Lovemarks and Real World Business Decisions

Posted in Commentary

LovemarkFrom the Saturday, September 2, 2006 Business section of the Chicago Tribune–  J.C. Penny decided to move its $400  million advertising account from DDB to Saatchi & Saatchi after Pennys’ CEO heard Saatchi’s Kevin Roberts speak when promoting his new book, “Lovemarks: The Future Beyond Brands.”  As the Tribune reports, “Ullman was so impressed with Roberts and his ideas about making deep emotional connections with customers that he directed Pennys’ chief marketing officer to find out more.
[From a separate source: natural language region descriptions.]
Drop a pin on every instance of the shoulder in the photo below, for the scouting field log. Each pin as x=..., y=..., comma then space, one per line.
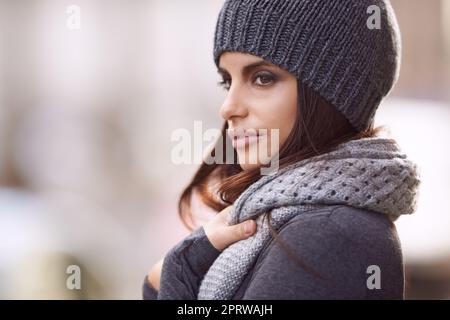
x=328, y=253
x=359, y=226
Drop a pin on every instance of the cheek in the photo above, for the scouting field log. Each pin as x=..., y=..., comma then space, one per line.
x=281, y=111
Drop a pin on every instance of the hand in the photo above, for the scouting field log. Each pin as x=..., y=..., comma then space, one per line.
x=221, y=235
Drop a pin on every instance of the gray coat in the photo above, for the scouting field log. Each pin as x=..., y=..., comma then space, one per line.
x=346, y=253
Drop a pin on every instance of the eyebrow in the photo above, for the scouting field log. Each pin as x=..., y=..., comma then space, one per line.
x=248, y=68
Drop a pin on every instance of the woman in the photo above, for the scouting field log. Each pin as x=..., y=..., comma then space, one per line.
x=320, y=226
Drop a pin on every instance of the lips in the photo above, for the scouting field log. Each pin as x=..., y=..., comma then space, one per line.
x=243, y=137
Thus began a courtship that resulted Friday in the surprising news . . . .”

I’m tempted to end with some trite rhetorical question about whether Pennys’ lawyers are reading this book today, but that would ignore the profundity of Penny’s decision.  DDB had orchestrated an ad campaign that resulted in Pennys’ stock moving from $14 to $65 a share, and increased sales of over $1 billion.  Their ad campaigns had been award-winning.  So the decision to move the entire account to an agency with little experience in marketing apparel and no experience in the mid-priced retail segment says a great deal about the compelling nature of Roberts’ “lovemark” theories.

What happens in the business world foreshadows what happens in the legal world.  So I leave with this rhetorical question:  Are lawyers creating their own lovemarks?